While disorderly conduct can be charged as a felony, it is usually charged as a class 1 misdemeanor offense. A person commits disorderly conduct in Arizona if the government can prove that you, with intent to disturb the peace or quiet of a neighborhood, family, or person, or with knowledge of doing so, such person either:
- Engaged in fighting, violent or seriously disruptive behavior; or
- Made “unreasonable” noise; or
- Used abusive or offensive language or gestures to any person present in a manner likely to provoke immediate physical retaliation by such person; or
- Made any protracted commotion, utterance or display with the intent to prevent the transaction of the business of a lawful meeting, gathering or procession; or
- Refused to obey a lawful order to disperse issued to maintain public safety in dangerous proximity to a fire, a hazard or any other emergency.
The statute that outlines disorderly conduct in Arizona is A.R.S. 13-2904. If a person does the aforementioned and in doing so recklessly handles, displays or discharges a deadly weapon or dangerous instrument, then the disorderly conduct charge can be charged as a class 6 felony rather than a misdemeanor.
Folks are generally surprised to learn that domestic violence in Arizona is more of a classification or designation of a crime, rather than a crime itself. That being said, a domestic violence charge in Arizona can be applied to a number of different charges. Essentially, people are charged with a crime and if certain legal parameters are met, a domestic violence designation is attached to the crime as well.
Some common misdemeanor offenses in which domestic violence designations are attached are:
- Assault / Domestic Violence
- Criminal Damage / Domestic Violence
- Disorderly Conduct / Domestic Violence
- Interference with Judicial Proceedings / Domestic Violence
- Preventing Use of Phone in Emergency / Domestic Violence
- Threatening / Intimidating / Domestic Violence
- Trespassing / Domestic Violence
- Unlawful Imprisonment / Domestic Violence
While these are a few examples, most misdemeanor or felony offenses can be designated domestic violence. Under the Arizona law, ARS 13-3601, a crime can be considered a domestic violence offense when any of the following apply:
- The people who were involved were married or formerly married or live or lived in the same household.

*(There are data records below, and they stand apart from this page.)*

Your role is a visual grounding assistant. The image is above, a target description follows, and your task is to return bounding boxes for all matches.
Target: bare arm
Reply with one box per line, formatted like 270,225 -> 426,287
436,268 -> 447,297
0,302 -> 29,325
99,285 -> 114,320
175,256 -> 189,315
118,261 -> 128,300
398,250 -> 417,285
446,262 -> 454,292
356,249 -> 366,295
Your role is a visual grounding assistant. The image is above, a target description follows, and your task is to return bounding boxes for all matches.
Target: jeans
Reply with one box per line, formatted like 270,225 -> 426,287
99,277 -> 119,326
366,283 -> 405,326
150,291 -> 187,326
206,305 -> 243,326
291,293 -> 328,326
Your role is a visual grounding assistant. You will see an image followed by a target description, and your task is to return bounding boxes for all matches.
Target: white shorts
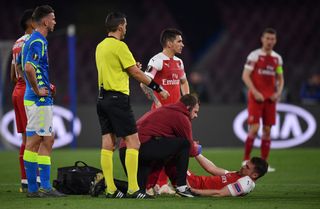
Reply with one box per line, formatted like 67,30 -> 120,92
25,104 -> 53,136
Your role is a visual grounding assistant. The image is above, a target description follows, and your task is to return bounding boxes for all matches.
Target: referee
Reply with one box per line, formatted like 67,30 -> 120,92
96,12 -> 169,198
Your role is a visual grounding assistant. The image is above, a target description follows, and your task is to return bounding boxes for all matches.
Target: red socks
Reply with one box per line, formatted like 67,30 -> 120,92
261,138 -> 271,160
243,135 -> 256,160
19,144 -> 27,180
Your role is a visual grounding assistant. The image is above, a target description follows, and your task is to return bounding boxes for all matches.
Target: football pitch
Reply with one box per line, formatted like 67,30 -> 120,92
0,148 -> 320,209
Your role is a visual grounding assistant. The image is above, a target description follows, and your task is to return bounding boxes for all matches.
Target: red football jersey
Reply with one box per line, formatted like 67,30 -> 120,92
245,49 -> 283,99
187,171 -> 242,189
11,34 -> 30,88
146,52 -> 186,107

- The people involved have a child together
- The victim is pregnant with child of the person who is being charged
- The person accused of the offense are related either by blood or by law
- The person charged lives lives in the same residence as a child victim and is related by blood or a former spouse
- The alleged victim and the defendant were involved romantically or sexually
Sometimes, law enforcement officers are called to a domestic disturbance and have to place one individual under arrest; and then, later both parties involved in the domestic disturbance do not wish to proceed with prosecution. However, despite the wishes of the parties, prosecutors will continue to prosecute.
Domestic violence convictions can have serious consequences, including jail, fines, fees, staining your record and even your federal right to possess a firearm. This makes it very important to contact domestic violence defense attorney if you or someone you know is arrested for a crime with a domestic violence designation.
Theft in Arizona can be charged as a misdemeanor or a felony. Generally, the factor that determines the level of offense charged is the value of the property or services that are allegedly stolen. Misdemeanor theft is commonly referred to as “petty theft.”
According to Arizona law, ARS 13-1802 theft occurs when a person knowingly takes or converting another’s property or services without authorization and with intent to deprive that person of their property or services. Theft can occur by a physical action, misrepresentation, or deceit. The theft of any property or services valued at less than $1,000 is a class 1 misdemeanor, which is the lowest-level theft offense under Arizona law.